When Collins woke up this morning, he said he couldn’t believe a year had passed since Elizabeth and Lyric went missing. He appreciates the outpouring of support from the community he received at the ride.
“It’s just amazing. Through tragedy, some of these people who’ve carried us, I didn’t know them a year ago,” Collins said. “No one’s forgot about why we’re doing this.”
In Lofty’s Lounge, motorcycle and car drivers prepared for a 125-mile trek around Northeast Iowa, tying bandanas around their heads and purple ribbons to their arms. A meal was provided for everyone who helped find the girls and people bought raffle tickets. Proceeds going toward Cedar Valley Crime Stoppers and to Angels Park, a feature added in Evansdale since the girls’ disappearance.

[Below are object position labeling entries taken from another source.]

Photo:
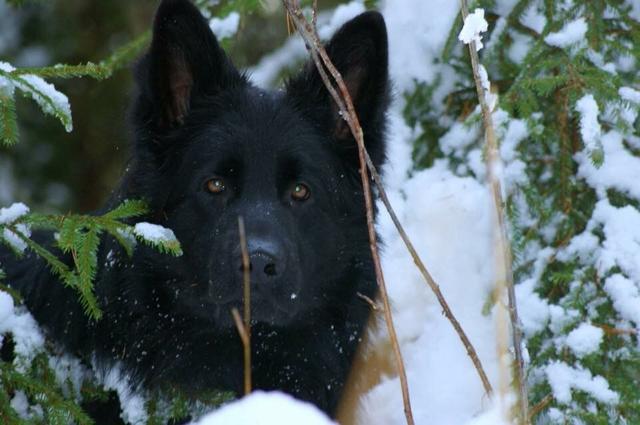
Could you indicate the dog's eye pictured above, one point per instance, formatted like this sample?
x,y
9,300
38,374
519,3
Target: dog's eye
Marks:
x,y
300,192
216,185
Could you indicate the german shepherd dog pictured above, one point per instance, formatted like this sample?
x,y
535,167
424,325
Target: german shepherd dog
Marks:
x,y
210,147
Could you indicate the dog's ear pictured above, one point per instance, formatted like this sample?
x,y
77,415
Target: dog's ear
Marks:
x,y
360,53
183,62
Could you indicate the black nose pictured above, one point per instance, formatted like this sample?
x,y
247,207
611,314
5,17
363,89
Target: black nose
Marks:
x,y
263,266
266,261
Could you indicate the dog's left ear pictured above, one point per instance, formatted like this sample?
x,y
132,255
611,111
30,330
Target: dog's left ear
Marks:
x,y
360,53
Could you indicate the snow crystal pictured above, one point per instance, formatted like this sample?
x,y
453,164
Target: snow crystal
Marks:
x,y
10,214
20,404
490,98
519,48
132,403
266,408
621,245
609,175
474,25
533,310
6,306
562,378
47,97
340,16
589,126
439,221
225,27
496,415
271,65
14,240
585,339
533,18
632,95
625,295
26,335
572,33
6,85
154,233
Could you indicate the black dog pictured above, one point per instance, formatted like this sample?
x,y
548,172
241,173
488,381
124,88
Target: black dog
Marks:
x,y
210,147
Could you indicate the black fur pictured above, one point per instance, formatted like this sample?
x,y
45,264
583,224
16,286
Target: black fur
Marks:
x,y
167,320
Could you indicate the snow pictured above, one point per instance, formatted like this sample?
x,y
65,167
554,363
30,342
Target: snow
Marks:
x,y
50,100
5,84
590,129
621,245
563,378
154,233
10,214
439,221
585,339
625,295
266,408
608,175
14,240
573,32
225,27
132,402
270,66
474,26
630,94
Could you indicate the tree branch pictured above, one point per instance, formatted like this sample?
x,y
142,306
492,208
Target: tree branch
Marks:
x,y
505,270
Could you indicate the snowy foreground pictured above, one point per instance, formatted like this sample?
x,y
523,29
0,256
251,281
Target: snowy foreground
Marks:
x,y
449,220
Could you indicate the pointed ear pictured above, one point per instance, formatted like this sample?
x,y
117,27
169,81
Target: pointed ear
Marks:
x,y
360,53
183,62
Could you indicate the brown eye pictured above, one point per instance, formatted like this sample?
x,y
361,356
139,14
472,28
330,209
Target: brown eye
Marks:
x,y
300,192
216,186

Before the ride and drive, Heather Collins spoke to the crowd about her daughter.
“Everyone always asks me how many children you have. I didn’t realize how hard that question was until we lost Elizabeth,” Collins said. “God blessed us with four children, and even though we lost one, we will never forget her.”
Chris Webb of Waterloo, a motorcycle enthusiast, organized the event to bring awareness to the tragedy.
“Bikers get a bad reputation, but they have the softest heart,” Webb said.
Alicia Kozakiewicz of Chicago attended the event. She was a victim lured on the Internet in 2002 when she was 13 years old. She reminded the crowd the importance of vigilance against predators who prey on children.
“I’m here as a message of hope,” Kozakiewicz said. “Citizens need to come forward. They need to realize that this can happen to them.”
Though the year was difficult, Drew and Heather Collins said they appreciated the community.
“It’s amazing. They have rallied behind us, brought us dinner, they pretty much have carried us through this,” Drew Collins said.